Jakarta, CoverPublik.com — Ketua Umum Persatuan Sepak Bola Seluruh Indonesia (PSSI), Erick Thohir, memastikan tidak ada rencana naturalisasi pemain baru menjelang dua pertandingan krusial Timnas Indonesia dalam lanjutan Kualifikasi Piala Dunia 2026. Fokus penuh kini diarahkan pada komposisi pemain yang telah ada guna meraih kemenangan penting melawan China dan Jepang pada bulan Juni mendatang.
“Belum ada rencana,” ujar Erick Thohir kepada awak media di Bali United Training Center, Gianyar, Jumat (18/4/2025). “Kami sekarang fokus yang sekarang ada saja. Kita fokus untuk bulan Juni dengan tim yang ada saja. Sampai sekarang itu saja.”

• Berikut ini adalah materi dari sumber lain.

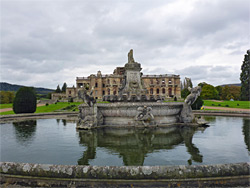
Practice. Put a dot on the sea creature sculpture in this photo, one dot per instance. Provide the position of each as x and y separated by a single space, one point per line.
88 99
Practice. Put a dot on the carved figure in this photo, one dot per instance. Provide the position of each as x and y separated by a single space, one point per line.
88 99
192 97
130 56
144 114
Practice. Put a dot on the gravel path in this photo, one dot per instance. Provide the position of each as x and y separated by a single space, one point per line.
227 109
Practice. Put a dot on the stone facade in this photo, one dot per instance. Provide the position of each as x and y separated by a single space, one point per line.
162 86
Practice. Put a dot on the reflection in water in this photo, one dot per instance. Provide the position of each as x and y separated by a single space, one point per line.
246 132
133 145
25 131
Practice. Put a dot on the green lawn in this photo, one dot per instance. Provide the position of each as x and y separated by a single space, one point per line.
230 104
5 106
52 107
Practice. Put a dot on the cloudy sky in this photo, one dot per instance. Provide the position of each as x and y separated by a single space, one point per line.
48 42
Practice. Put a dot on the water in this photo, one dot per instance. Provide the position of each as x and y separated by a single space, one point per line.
54 141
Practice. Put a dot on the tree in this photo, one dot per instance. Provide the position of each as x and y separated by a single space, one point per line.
25 101
230 92
64 87
58 90
197 104
245 78
209 92
6 97
219 90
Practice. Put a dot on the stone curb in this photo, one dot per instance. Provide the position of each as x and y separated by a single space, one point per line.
124 172
222 113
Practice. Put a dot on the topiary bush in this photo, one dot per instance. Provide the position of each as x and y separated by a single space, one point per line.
25 101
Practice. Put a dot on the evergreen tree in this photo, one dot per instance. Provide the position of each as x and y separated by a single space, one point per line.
245 78
64 87
58 90
25 101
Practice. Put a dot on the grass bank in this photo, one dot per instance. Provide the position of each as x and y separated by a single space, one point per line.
60 106
230 104
2 106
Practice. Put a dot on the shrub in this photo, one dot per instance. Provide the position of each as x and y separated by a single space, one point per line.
25 101
198 104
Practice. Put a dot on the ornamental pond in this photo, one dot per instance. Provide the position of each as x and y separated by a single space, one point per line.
56 141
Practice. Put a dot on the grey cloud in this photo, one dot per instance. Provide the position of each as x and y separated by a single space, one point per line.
41 39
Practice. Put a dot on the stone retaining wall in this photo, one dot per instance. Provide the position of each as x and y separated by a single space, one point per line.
200 175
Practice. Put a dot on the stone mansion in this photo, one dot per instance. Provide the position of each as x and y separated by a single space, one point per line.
166 86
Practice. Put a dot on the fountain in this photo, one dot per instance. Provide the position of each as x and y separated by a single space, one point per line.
132 107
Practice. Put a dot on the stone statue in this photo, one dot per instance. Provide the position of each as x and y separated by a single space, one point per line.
130 56
192 97
144 115
88 99
186 114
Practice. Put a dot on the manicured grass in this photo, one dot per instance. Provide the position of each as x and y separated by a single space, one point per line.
5 106
52 107
230 104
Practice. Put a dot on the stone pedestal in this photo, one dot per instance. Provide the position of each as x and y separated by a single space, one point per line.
89 117
186 114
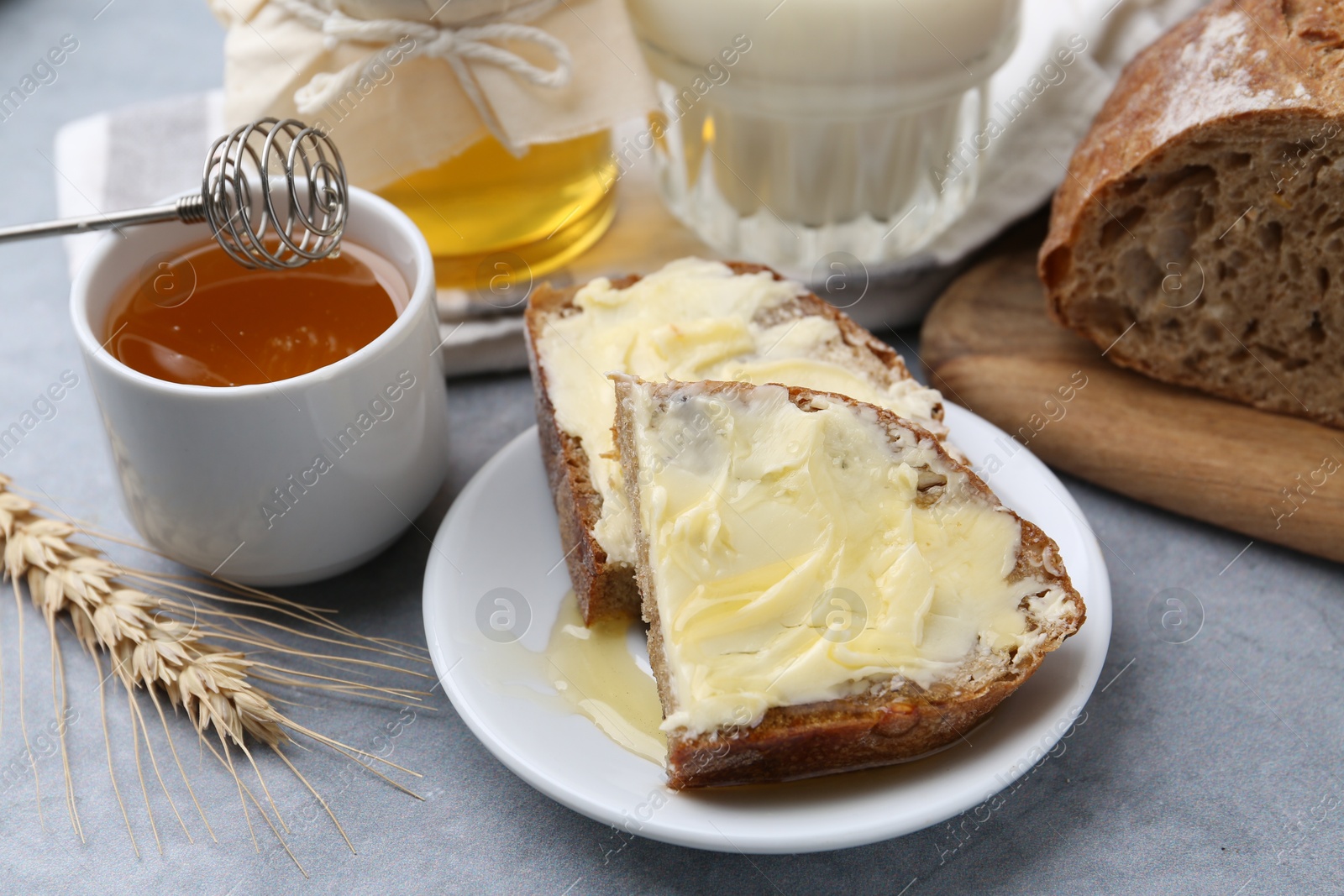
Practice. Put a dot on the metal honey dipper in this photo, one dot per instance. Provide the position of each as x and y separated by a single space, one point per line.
296 215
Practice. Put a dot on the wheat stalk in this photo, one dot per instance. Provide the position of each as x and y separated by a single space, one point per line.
140 621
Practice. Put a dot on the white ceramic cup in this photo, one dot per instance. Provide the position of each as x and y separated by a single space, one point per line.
288 481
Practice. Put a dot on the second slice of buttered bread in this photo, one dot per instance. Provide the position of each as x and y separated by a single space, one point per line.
790 338
827 587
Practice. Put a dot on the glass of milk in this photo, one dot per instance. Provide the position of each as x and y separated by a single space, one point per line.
796 130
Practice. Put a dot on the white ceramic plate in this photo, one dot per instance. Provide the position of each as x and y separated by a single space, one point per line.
501 533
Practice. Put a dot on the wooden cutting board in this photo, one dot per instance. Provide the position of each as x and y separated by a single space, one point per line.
991 347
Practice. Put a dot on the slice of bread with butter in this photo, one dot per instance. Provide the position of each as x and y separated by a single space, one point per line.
827 587
694 320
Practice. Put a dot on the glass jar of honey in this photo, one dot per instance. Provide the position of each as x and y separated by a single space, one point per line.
544 207
487 121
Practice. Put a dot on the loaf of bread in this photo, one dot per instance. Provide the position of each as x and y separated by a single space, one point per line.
1200 233
827 589
692 320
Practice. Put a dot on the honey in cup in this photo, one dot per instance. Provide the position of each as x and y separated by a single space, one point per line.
201 318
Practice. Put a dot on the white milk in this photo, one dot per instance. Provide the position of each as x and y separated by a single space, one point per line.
808 129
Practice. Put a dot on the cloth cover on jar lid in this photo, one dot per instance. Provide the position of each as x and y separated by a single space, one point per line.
405 85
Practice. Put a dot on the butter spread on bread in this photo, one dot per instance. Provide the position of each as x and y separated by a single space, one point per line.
692 320
820 559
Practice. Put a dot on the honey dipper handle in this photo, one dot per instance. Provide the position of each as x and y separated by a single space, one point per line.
187 210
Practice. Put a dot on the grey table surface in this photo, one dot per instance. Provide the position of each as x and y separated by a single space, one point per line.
1206 768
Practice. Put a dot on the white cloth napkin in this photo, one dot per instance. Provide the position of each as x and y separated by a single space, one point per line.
138 155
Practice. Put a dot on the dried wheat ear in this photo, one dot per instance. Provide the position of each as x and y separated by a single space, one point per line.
165 634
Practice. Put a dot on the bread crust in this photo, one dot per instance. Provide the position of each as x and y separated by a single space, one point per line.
606 590
855 732
1277 76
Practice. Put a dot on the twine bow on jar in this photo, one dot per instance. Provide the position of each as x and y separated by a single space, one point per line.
454 45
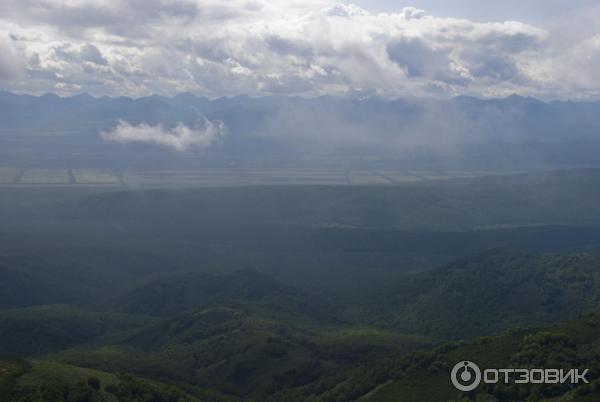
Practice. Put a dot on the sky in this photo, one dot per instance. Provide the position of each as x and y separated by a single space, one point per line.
547 49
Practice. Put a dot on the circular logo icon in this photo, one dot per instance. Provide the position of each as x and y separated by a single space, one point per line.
466 376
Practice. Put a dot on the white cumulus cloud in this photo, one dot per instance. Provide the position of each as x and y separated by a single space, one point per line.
180 138
310 48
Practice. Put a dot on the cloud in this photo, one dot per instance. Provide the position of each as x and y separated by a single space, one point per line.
10 59
258 47
180 138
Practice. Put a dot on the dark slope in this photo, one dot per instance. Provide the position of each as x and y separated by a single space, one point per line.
250 290
494 291
574 344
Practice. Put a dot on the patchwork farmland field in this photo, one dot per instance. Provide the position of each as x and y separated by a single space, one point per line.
214 177
8 175
92 176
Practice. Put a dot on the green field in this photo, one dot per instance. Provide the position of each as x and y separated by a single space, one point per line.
95 176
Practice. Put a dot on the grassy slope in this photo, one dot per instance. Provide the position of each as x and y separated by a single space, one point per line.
573 344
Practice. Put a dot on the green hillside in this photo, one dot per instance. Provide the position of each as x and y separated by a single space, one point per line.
425 377
491 292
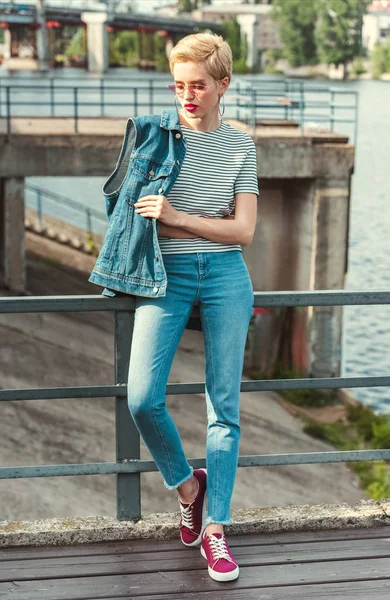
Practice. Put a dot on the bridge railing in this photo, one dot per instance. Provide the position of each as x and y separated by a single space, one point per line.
47 203
248 100
128 464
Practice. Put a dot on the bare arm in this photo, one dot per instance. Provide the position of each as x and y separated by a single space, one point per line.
181 233
240 231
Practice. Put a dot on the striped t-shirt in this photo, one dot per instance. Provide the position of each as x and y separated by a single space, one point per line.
217 165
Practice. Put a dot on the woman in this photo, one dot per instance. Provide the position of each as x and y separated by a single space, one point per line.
201 242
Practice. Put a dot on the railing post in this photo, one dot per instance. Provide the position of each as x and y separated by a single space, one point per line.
331 123
356 119
39 208
151 107
128 485
254 109
89 220
8 108
75 110
286 95
52 103
102 96
135 95
302 108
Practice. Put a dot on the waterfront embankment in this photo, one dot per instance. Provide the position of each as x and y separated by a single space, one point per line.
77 349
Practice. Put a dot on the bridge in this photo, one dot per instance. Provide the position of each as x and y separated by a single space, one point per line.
27 24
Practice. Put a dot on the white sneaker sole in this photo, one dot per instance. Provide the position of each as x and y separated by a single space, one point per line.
198 540
221 576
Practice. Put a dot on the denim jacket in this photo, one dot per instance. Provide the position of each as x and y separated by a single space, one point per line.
152 153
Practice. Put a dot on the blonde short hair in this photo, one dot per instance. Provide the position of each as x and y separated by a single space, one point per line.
207 48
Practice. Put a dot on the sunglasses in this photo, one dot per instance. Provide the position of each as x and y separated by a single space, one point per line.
194 88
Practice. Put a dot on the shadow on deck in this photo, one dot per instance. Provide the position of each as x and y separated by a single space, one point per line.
351 564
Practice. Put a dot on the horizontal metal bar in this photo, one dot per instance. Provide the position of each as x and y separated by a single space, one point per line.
261 299
67 201
145 466
30 304
173 389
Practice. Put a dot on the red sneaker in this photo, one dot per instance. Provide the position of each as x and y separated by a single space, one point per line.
222 564
193 515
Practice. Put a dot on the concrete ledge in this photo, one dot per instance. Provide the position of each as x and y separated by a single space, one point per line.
81 530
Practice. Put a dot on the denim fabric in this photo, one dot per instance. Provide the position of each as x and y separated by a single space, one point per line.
149 162
219 282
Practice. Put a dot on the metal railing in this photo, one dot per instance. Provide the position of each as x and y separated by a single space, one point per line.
128 465
248 100
79 212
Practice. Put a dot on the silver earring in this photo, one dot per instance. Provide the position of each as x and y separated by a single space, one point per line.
221 114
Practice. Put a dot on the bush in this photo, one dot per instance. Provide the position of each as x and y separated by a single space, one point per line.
380 59
358 66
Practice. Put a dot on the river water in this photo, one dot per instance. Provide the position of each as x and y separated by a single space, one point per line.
366 342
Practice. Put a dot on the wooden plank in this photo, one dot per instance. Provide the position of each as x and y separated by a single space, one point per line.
126 546
125 586
187 559
362 590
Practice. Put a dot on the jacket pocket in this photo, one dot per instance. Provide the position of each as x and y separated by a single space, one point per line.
110 237
150 168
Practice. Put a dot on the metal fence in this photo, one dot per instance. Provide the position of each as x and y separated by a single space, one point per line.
58 206
128 465
248 99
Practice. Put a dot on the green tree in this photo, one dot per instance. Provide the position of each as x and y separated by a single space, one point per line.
297 20
190 5
231 32
380 59
339 31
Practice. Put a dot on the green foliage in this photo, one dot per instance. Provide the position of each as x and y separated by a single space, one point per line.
368 424
380 59
162 63
339 30
358 66
363 430
310 398
231 32
190 5
297 20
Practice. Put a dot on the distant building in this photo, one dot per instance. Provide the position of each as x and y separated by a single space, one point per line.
376 23
256 23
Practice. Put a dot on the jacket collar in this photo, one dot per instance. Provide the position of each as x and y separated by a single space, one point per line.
170 119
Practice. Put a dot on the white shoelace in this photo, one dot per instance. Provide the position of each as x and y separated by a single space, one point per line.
219 548
186 515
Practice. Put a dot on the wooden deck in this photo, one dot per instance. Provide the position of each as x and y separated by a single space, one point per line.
352 564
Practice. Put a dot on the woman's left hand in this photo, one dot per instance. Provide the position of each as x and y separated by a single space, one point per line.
159 208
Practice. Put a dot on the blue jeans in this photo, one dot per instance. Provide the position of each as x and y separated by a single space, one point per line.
220 283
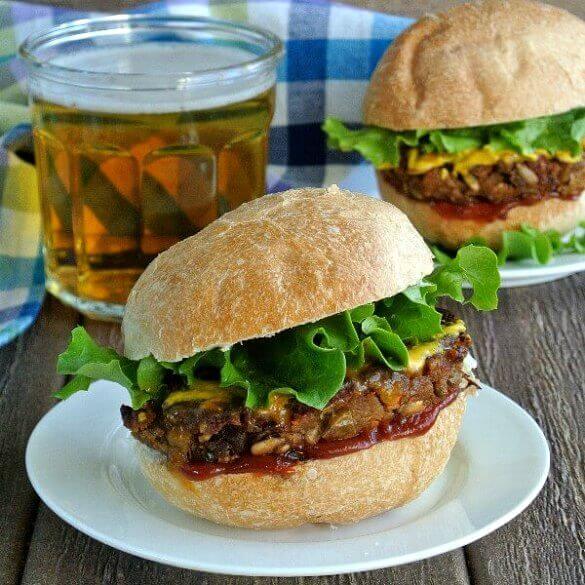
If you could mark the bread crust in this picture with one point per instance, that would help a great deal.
(272, 264)
(480, 63)
(558, 214)
(340, 490)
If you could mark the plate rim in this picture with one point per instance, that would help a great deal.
(276, 571)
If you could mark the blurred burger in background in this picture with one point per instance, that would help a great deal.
(474, 122)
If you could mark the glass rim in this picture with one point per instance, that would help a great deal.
(177, 79)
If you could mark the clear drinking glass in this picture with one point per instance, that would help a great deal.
(146, 129)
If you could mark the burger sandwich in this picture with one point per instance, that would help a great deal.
(474, 120)
(288, 363)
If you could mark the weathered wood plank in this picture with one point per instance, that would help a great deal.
(27, 375)
(532, 349)
(60, 554)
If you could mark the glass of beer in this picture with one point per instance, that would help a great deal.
(145, 129)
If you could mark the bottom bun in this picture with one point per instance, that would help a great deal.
(557, 214)
(339, 490)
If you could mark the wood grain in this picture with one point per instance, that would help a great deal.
(532, 348)
(60, 554)
(27, 376)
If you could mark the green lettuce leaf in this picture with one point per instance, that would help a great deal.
(309, 362)
(529, 243)
(87, 361)
(560, 133)
(474, 265)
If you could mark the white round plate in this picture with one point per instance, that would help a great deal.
(528, 272)
(362, 178)
(80, 461)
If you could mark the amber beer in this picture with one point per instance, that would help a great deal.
(119, 188)
(123, 175)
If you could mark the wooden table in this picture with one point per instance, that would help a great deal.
(531, 348)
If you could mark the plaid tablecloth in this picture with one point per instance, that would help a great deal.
(331, 51)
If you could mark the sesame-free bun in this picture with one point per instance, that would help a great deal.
(272, 264)
(340, 490)
(481, 63)
(558, 214)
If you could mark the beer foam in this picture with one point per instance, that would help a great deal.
(153, 59)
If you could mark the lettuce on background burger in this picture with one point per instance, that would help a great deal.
(474, 120)
(288, 364)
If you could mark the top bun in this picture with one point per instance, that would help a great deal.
(478, 64)
(272, 264)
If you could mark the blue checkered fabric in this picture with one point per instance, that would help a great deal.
(331, 51)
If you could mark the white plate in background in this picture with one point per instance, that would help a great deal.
(362, 178)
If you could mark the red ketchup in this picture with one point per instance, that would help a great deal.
(484, 211)
(397, 428)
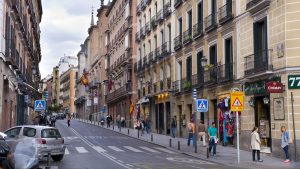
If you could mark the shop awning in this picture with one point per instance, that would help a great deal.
(143, 100)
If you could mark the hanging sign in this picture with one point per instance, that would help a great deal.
(237, 101)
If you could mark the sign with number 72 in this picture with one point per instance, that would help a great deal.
(294, 81)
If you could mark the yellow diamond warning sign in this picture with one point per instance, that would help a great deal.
(237, 101)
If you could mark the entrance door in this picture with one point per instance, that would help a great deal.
(263, 122)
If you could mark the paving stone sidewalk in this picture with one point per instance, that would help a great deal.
(225, 154)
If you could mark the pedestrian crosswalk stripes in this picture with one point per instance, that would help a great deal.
(67, 151)
(81, 150)
(99, 149)
(149, 149)
(105, 149)
(115, 148)
(133, 149)
(165, 150)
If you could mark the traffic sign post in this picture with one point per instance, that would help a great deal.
(237, 104)
(39, 105)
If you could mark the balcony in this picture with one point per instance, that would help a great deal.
(120, 93)
(137, 37)
(153, 22)
(160, 16)
(169, 83)
(161, 85)
(225, 13)
(139, 9)
(150, 57)
(178, 42)
(211, 75)
(142, 33)
(254, 6)
(177, 3)
(198, 30)
(167, 9)
(145, 62)
(225, 72)
(211, 22)
(143, 5)
(187, 36)
(147, 28)
(166, 49)
(258, 62)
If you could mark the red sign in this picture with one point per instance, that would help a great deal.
(274, 87)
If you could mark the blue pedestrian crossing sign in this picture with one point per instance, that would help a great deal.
(202, 105)
(39, 105)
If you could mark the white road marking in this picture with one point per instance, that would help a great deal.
(99, 149)
(149, 149)
(81, 150)
(132, 149)
(115, 148)
(67, 152)
(165, 150)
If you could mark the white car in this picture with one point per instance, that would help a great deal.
(48, 139)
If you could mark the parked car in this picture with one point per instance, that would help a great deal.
(49, 139)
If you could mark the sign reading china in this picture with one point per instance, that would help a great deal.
(274, 87)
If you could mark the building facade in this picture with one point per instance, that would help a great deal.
(20, 57)
(121, 55)
(154, 66)
(67, 90)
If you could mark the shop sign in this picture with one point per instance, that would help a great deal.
(294, 81)
(255, 88)
(237, 101)
(274, 87)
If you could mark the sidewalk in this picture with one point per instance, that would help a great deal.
(225, 155)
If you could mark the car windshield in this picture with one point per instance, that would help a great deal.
(50, 133)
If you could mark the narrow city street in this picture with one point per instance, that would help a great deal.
(92, 147)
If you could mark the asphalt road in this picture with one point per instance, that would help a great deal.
(93, 147)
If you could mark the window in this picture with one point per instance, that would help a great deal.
(213, 55)
(50, 133)
(189, 68)
(29, 132)
(14, 132)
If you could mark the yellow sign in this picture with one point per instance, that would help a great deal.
(237, 101)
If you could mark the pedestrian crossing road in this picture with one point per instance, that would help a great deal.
(120, 149)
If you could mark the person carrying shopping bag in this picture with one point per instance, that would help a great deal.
(255, 144)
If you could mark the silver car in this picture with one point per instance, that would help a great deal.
(48, 139)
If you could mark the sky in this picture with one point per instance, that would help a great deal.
(64, 27)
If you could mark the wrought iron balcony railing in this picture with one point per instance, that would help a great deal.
(211, 22)
(177, 3)
(178, 42)
(258, 62)
(187, 36)
(225, 13)
(198, 30)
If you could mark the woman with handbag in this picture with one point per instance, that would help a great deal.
(255, 144)
(285, 139)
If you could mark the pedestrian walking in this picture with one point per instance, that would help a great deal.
(69, 119)
(285, 143)
(191, 131)
(202, 132)
(229, 128)
(173, 126)
(213, 139)
(255, 144)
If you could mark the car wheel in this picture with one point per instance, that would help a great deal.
(57, 157)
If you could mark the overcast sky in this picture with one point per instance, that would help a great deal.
(63, 28)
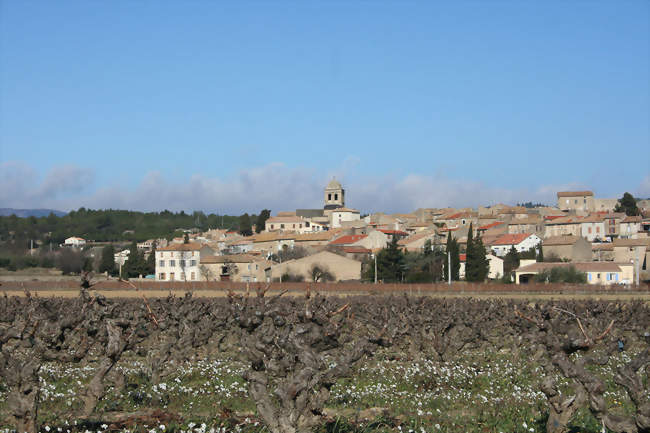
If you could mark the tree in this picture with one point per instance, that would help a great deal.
(453, 250)
(261, 220)
(627, 204)
(477, 266)
(245, 225)
(510, 261)
(107, 263)
(390, 263)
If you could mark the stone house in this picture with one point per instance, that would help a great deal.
(236, 267)
(342, 268)
(567, 247)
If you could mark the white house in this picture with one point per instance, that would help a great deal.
(592, 227)
(521, 242)
(180, 262)
(75, 242)
(341, 214)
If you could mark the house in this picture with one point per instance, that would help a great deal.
(601, 273)
(635, 252)
(236, 267)
(496, 266)
(593, 227)
(342, 268)
(342, 214)
(567, 247)
(271, 243)
(75, 241)
(529, 224)
(180, 262)
(582, 201)
(630, 226)
(569, 225)
(290, 223)
(521, 242)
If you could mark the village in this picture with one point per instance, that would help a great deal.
(336, 242)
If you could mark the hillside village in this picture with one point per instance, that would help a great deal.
(336, 242)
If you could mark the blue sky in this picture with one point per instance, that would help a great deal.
(237, 106)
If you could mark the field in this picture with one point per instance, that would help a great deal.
(342, 364)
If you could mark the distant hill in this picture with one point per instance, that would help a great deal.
(25, 213)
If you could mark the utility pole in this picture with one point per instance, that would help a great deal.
(449, 267)
(375, 268)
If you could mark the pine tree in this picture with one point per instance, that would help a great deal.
(107, 263)
(261, 220)
(477, 266)
(390, 263)
(453, 251)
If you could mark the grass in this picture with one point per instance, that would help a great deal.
(477, 393)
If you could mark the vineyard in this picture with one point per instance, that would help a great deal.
(260, 360)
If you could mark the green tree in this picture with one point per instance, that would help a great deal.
(107, 264)
(261, 220)
(510, 261)
(627, 204)
(390, 263)
(453, 251)
(477, 266)
(245, 225)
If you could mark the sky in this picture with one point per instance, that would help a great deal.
(233, 107)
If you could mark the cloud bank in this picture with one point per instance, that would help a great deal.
(273, 186)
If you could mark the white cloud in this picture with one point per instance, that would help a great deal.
(273, 186)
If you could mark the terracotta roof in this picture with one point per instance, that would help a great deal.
(565, 220)
(356, 250)
(491, 225)
(511, 239)
(348, 239)
(605, 246)
(284, 219)
(415, 237)
(632, 242)
(574, 193)
(192, 246)
(231, 258)
(318, 236)
(272, 236)
(580, 266)
(560, 240)
(393, 232)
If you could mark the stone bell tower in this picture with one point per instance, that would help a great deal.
(334, 195)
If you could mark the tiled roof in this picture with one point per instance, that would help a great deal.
(491, 225)
(231, 258)
(632, 242)
(356, 250)
(192, 246)
(580, 266)
(511, 239)
(560, 240)
(348, 239)
(574, 193)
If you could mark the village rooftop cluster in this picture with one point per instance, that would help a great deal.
(582, 231)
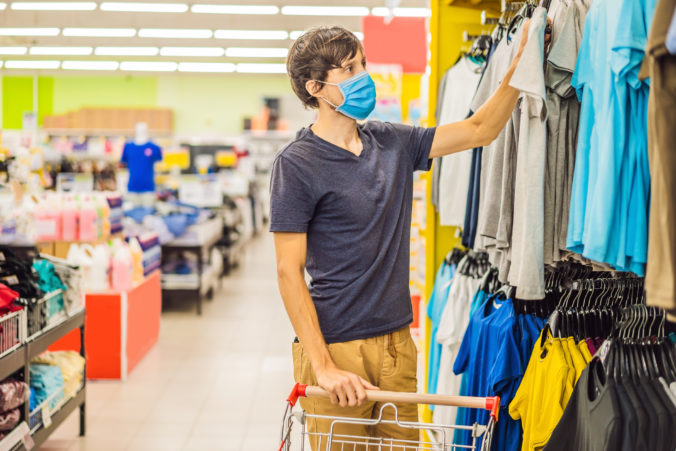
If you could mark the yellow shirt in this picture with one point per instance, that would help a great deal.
(544, 392)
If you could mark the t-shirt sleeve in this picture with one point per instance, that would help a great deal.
(461, 363)
(418, 142)
(291, 199)
(157, 153)
(125, 154)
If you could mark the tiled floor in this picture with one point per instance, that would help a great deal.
(215, 382)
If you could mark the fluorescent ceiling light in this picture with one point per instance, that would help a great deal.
(148, 66)
(325, 11)
(235, 9)
(251, 34)
(90, 65)
(18, 64)
(298, 33)
(29, 31)
(61, 51)
(139, 7)
(100, 32)
(53, 6)
(258, 68)
(401, 12)
(206, 67)
(127, 51)
(170, 33)
(192, 51)
(13, 50)
(256, 52)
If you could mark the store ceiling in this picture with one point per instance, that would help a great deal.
(243, 36)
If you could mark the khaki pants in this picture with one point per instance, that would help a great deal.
(660, 282)
(388, 362)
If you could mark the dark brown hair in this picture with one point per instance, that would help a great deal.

Pernyataan ini muncul di tengah spekulasi mengenai nama-nama pemain diaspora baru yang disebut-sebut tengah dipantau oleh PSSI. Beberapa nama yang ramai diperbincangkan termasuk Tristan Gooijer dan Laurin Ulrich, yang dikabarkan telah dihubungi oleh federasi. Meski begitu, belum ada konfirmasi resmi terkait proses naturalisasi mereka.
Selama lima tahun terakhir, program naturalisasi menjadi salah satu strategi utama PSSI untuk meningkatkan daya saing Timnas Indonesia di kancah internasional. Sejak 2020, tercatat sudah ada 19 pemain baru yang bergabung melalui jalur naturalisasi. Para pemain ini, yang sebagian besar merupakan diaspora Indonesia yang berkarier di Eropa, memberikan kontribusi signifikan terhadap performa tim nasional.
Pencapaian Timnas Indonesia juga menunjukkan hasil yang positif. Skuad Garuda masih memiliki peluang untuk lolos ke Piala Dunia 2026. Saat ini, Indonesia berada di posisi keempat Grup C pada putaran ketiga Kualifikasi Piala Dunia zona Asia, dengan mengoleksi sembilan poin dari delapan pertandingan.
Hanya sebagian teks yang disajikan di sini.